A combinação de solos compactados e escolha inadequada de cultivares reduz a produtividade da pecuária gaúcha durante a estação mais quente. Soluções como o uso de materiais híbridos e a fosfatagem são apresentadas para evitar perdas significativas no pasto.
Foto: Projeto da Marajoara Laticínios leva benefícios para o pasto de propriedad

Produtores no Rio Grande do Sul enfrentam dificuldades no verão não apenas pela escassez de chuvas, mas também devido à compactação do solo e à seleção incorreta de cultivares. Essa situação pode comprometer a qualidade das pastagens antes mesmo do primeiro pastejo, especialmente em regiões com predomínio de solos arenosos.

Solos arenosos, apesar de parecerem leves, sofrem com adensamento, processo que diminui a porosidade e impede a absorção de água. Variedades de raiz superficial agravam o problema, pois não conseguem explorar umidade em camadas mais profundas, ficando vulneráveis a períodos secos.

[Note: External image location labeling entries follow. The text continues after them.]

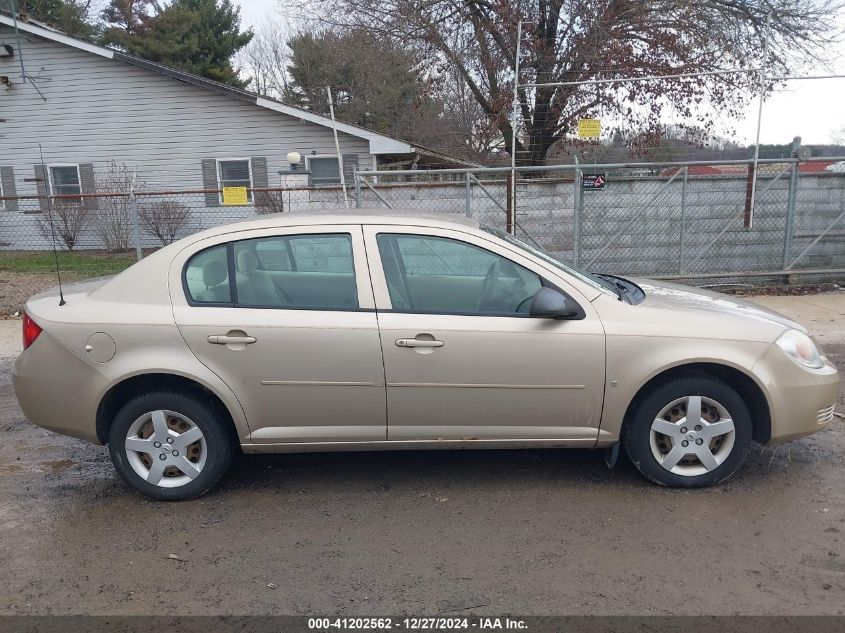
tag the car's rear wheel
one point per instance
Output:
(689, 432)
(169, 446)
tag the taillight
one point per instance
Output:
(31, 330)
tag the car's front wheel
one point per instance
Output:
(689, 432)
(169, 446)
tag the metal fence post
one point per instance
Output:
(468, 196)
(133, 212)
(681, 244)
(357, 178)
(576, 216)
(789, 227)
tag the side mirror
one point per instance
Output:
(549, 303)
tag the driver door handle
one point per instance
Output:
(413, 342)
(222, 339)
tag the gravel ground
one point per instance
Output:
(527, 532)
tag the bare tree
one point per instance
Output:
(112, 219)
(265, 59)
(585, 40)
(66, 220)
(163, 219)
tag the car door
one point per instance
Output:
(463, 360)
(286, 318)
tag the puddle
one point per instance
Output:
(54, 466)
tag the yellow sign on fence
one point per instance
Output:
(589, 128)
(235, 196)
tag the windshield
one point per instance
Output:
(583, 275)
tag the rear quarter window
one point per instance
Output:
(207, 276)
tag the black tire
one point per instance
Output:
(218, 443)
(637, 430)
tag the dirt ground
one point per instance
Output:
(525, 532)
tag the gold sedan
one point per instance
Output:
(370, 332)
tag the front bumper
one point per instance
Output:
(56, 390)
(801, 400)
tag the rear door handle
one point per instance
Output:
(222, 339)
(413, 342)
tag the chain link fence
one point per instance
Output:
(693, 220)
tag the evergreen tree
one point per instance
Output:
(197, 36)
(375, 83)
(126, 19)
(68, 16)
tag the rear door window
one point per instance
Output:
(313, 272)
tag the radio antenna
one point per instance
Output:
(46, 180)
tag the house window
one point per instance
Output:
(235, 172)
(65, 180)
(324, 170)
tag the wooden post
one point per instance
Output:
(511, 204)
(749, 196)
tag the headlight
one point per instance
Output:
(801, 348)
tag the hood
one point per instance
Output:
(669, 296)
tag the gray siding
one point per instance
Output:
(98, 110)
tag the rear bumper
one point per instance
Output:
(801, 400)
(56, 390)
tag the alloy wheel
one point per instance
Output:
(692, 435)
(166, 448)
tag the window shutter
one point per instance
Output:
(209, 182)
(7, 180)
(259, 172)
(258, 164)
(87, 185)
(350, 164)
(41, 184)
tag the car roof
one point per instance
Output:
(345, 216)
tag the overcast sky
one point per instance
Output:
(811, 109)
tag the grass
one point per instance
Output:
(78, 264)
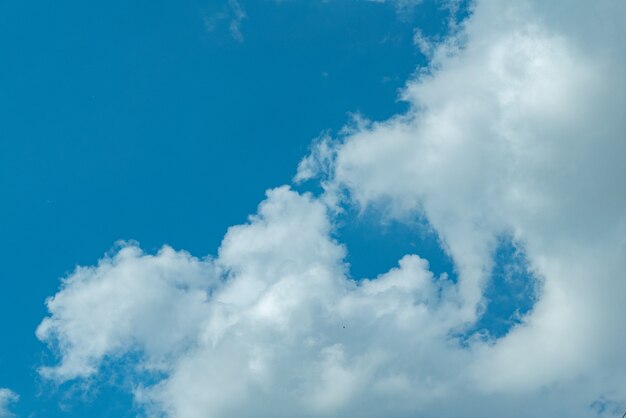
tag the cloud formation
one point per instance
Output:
(7, 397)
(515, 129)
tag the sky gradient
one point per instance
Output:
(313, 208)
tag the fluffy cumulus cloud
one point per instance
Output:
(516, 129)
(7, 397)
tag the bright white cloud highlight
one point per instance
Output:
(7, 397)
(521, 133)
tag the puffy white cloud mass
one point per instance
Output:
(517, 128)
(7, 397)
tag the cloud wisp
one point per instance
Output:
(516, 129)
(7, 397)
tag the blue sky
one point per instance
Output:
(137, 122)
(166, 123)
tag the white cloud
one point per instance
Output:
(234, 13)
(7, 397)
(520, 133)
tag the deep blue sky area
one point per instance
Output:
(150, 121)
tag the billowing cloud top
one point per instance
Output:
(7, 397)
(517, 129)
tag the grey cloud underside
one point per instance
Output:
(519, 132)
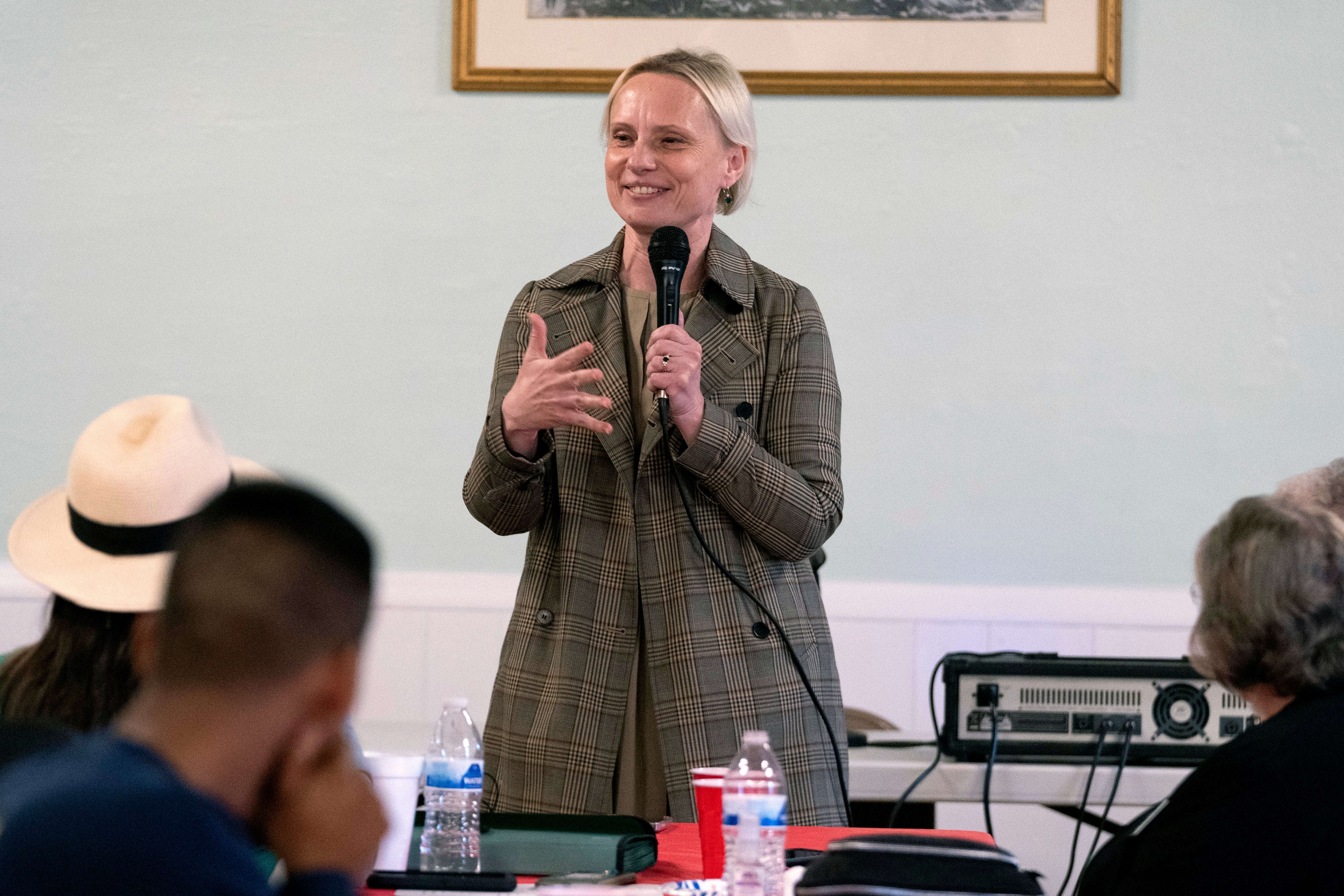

O capim caimã, híbrido desenvolvido a partir de braquiárias, apresenta vantagens como tolerância a estresse hídrico e encharcamento temporário, comuns após chuvas fortes. Além disso, pode suportar melhor quedas bruscas de temperatura e geadas leves, além de ter maior velocidade de rebrote após pastejos.

A fosfatagem correta é essencial para fortalecer o sistema radicular e permitir que o capim caimã alcance reservas de água mais profundas. O fósforo, quando aplicado junto ao nitrogênio, melhora a capacidade de expansão das raízes, garantindo pastagens mais resistentes e produtivas.